The Dominican question was the first topic discussed. President Kennedy outlined United States efforts to bring the Dominican Republic toward a provisional democratic government, which would rule until free elections could be held later in 1962. He said that he had talked to Deputy Assistant Secretary Morales Carrión and Consul John Hill the night before in Puerto Rico, that they had returned to Santo Domingo immediately afterwards and that Mr. Hill was to meet with President Balaguer this very day. He discussed the difficulties in bringing the democratic opposition parties into agreement with the Balaguer government and said that agreement appeared to be near for naming a provisional junta. President Kennedy thought that the opposition parties should unite and agree to present a common front and that President Balaguer should form a provisional junta immediately. He should also make a speech to the nation stating that he would resign on a certain date but that his resignation would be the result of his own decision and not forced on him by the opposition parties. After a coalition government is formed, the United States would support the lifting of economic sanctions and the resumption of diplomatic relations.
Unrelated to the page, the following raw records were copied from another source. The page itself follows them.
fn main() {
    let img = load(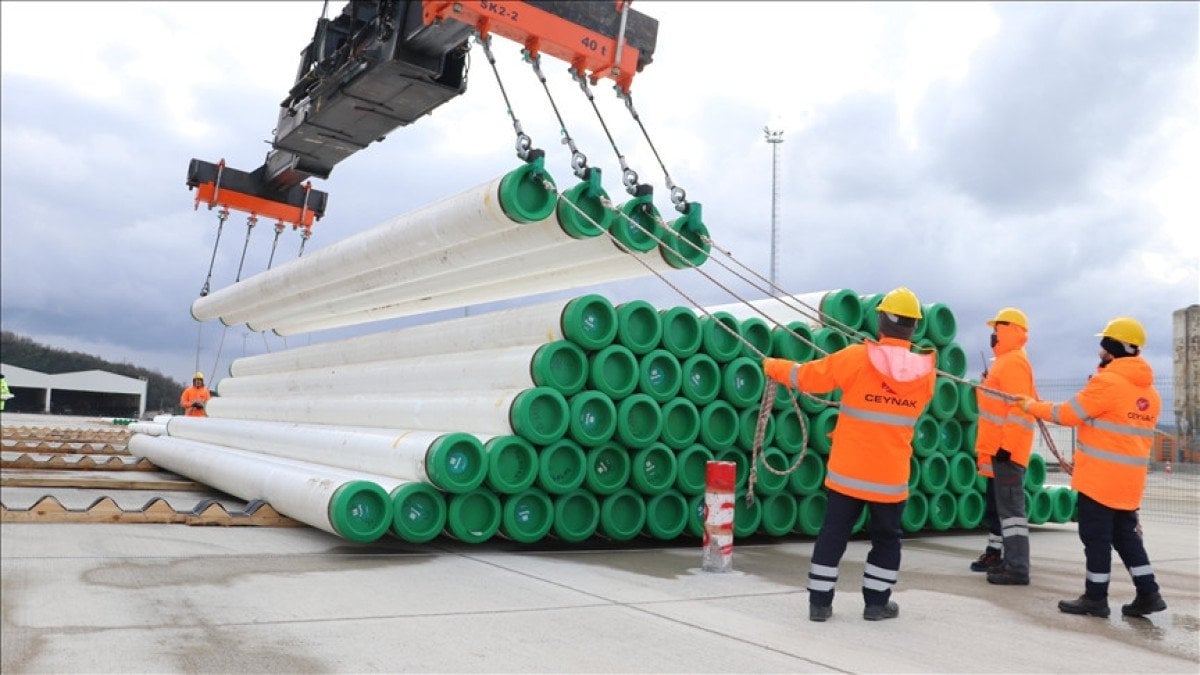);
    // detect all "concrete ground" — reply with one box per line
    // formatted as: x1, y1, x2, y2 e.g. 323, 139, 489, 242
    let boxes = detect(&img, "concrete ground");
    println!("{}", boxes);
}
0, 518, 1200, 673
President Kennedy indicated that it was very useful for the United States, Venezuela, and Colombia to work together in this matter. In twenty-four or forty-eight hours he would know more about the success or failure of Mr. Hill’s mission. The United States would keep in touch with President Betancourt and keep him informed of the latest developments. Unquestionably, the difficult man to deal with would be General Rodríguez Echevarría. It would be necessary to persuade Balaguer and Rodríguez of the need for Balaguer to resign. The opposition parties would have to be persuaded to form a workable coalition and a date for Balaguer’s resignation would have to be set. If Balaguer refused to resign or if General Rodríguez opposed the plan, the problem would be much more serious and acute than at the present time.
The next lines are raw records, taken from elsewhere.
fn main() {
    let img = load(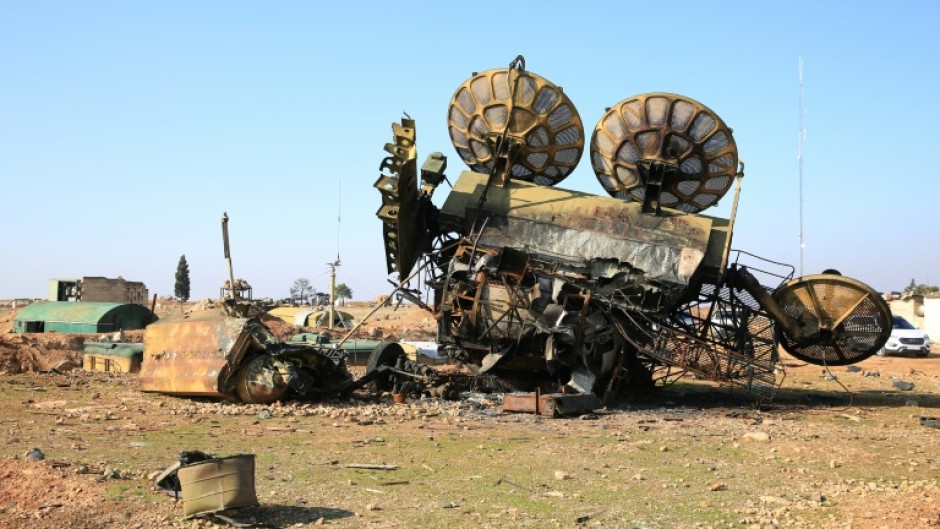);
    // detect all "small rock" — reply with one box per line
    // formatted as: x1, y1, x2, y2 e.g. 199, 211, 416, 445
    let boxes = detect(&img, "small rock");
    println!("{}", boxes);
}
52, 360, 82, 373
891, 380, 914, 391
741, 432, 770, 443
President Kennedy said there would be, in any case, a waiting period before sanctions were lifted and in the meantime, efforts would continue to be made by the United States to induce Balaguer to leave the presidency some time during the winter if the provisional junta idea were accepted by the negotiating factions. He requested President Betancourt to use his influence to persuade Balaguer to leave office and to persuade the opposition groups to cooperate in reaching a satisfactory solution.
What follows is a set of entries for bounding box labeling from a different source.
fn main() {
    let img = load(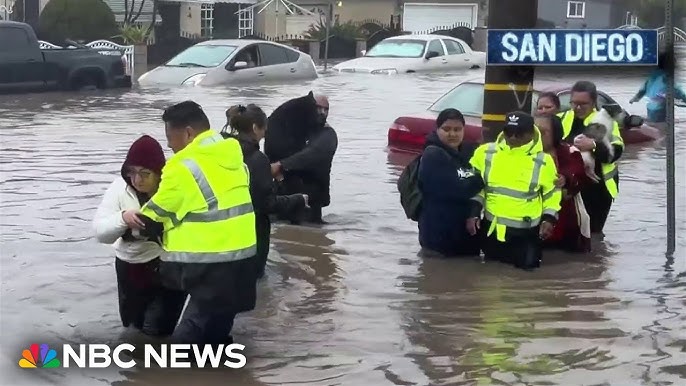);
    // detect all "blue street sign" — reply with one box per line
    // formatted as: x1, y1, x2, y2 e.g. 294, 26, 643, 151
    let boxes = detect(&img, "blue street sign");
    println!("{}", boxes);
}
486, 29, 659, 66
President Betancourt stated that he had followed Dominican developments very closely. His prediction that the death of Trujillo would not be followed by Castroism had proven to be correct. When the United States sent its destroyers to the Dominican Republic, Venezuela considered [Page 691] sending some of her ships but decided that it would not be necessary.

President Betancourt said the procedure indicated by President Kennedy met with the approval of the Venezuelan Government. He said he was disposed to send a personal message to President Balaguer and General Rodríguez Echevarría urging them to accept the proposal presented by the opposition parties with United States approval. He stated that General Rodríguez is a very ambitious man. There is a clear and present danger that he may wish to follow in Trujillo’s footsteps. It is very fortunate that the three main parties opposing Balaguer are on excellent terms with him (Betancourt) and have written to him on several occasions. He had sent his personal envoy to Santo Domingo recently to inquire into the situation and would send him again if it were necessary to induce Balaguer to remain as President only transitorily. It was decided to wait at least 48 hours before any action be taken in view of present indications that some arrangement might be reached between Balaguer and the opposition parties.

  1. Source: Department of State, Central Files, 739.00/12-1661. Secret. Drafted by Charles A. Stewart of the Embassy, Fernando van Reigersberg (LS), and Sam Moskowitz (ARA/ESA) and approved in the White House on February 6, 1962.